Он искал ее. Видел ее много раз — издали, но ни разу не мог подойти ближе чем на сотню шагов — она убегала и уносила Песню. Только следы оставались — золотые звездочки цветов, да в ночных соловьиных песнях слышалось то же колдовство, что и в ее голосе. И в сердце своем он дал Песне имя — Тинувиэль.
Так случилось — он опять увидел ее. Весной, после мучительной серой зимы. Почему-то подумал: если сейчас он не удержит Песню — не увидит ее уже никогда. А она пела, и под ее ногами расцветали цветы-звездочки. Песня наполнила его, Песня вела его, и, как слово Песни, он крикнул:
— Тинувиэль!
Она замолчала, но Песня продолжала звучать — и когда он смотрел в ее звездные глаза и видел ее прекрасное растерянное лицо, когда ее тонкие белые руки лежали в его загрубевших ладонях… А потом снова она исчезла — будто опять стала тенью и бликами…
— Тинувиэль… — произнес он в безнадежной тоске. Черное беспамятство обрушилось на него — Берен замертво упал на землю…

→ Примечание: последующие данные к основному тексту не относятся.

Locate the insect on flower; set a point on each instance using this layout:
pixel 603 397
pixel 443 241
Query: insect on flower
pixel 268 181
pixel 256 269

Дочь Тингола, могучего короля Дориата, Лютиэн, сидела рядом с Береном, пристально вглядываясь в лицо спящего.
«Что в этом человеке? Чем он так околдовал меня? Я даже не знаю его имени… Простой смертный… Он — словно смутное предчувствие музыки, что еще не родилась, Песни, что всякий раз будет звучать по-иному. Неужели она — для меня? Смогу ли я понять ее слова — слова смертных?»

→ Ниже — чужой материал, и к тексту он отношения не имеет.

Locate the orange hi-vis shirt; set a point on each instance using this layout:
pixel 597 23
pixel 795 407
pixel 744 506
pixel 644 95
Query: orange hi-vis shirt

И тихо наклонилась Лютиэн над неподвижным лицом, и первое слово Песни было горьким на вкус. И Берен открыл глаза и сказал:
— Тинувиэль… Не уходи, прошу тебя, Соловей мой, Песня моя — не уходи…
— Кто ты? Я не знаю твоего имени, а ты почему-то знаешь мое…
— Я Берен, сын Барахира из рода Беора.
— Я не слышала о тебе, но о Беоре я знаю. Ты не уйдешь?
— Нет…
Они бродили в лесах вместе. Лютиэн приходила каждый день, и Берен уже ждал ее — то с цветами, то с ягодами в ладонях, и они уходили в тень леса и вместе пили воду ручьев — как новобрачные на людской свадьбе пьют вино…
Так началась для них Песнь, которую они слагали вместе.
И впервые стало страшно Лютиэн: ведь придет время — он умрет, а она — она будет жить. Потому-то он и казался ей таким беззащитным, таким уязвимым, что хотелось обнять его, защитить собой от всего этого мира… От отца. Она предчувствовала гнев Тингола, но более не боялась этого.
…Когда ее привели к отцу, Тингол изумился перемене, происшедшей с его дочерью.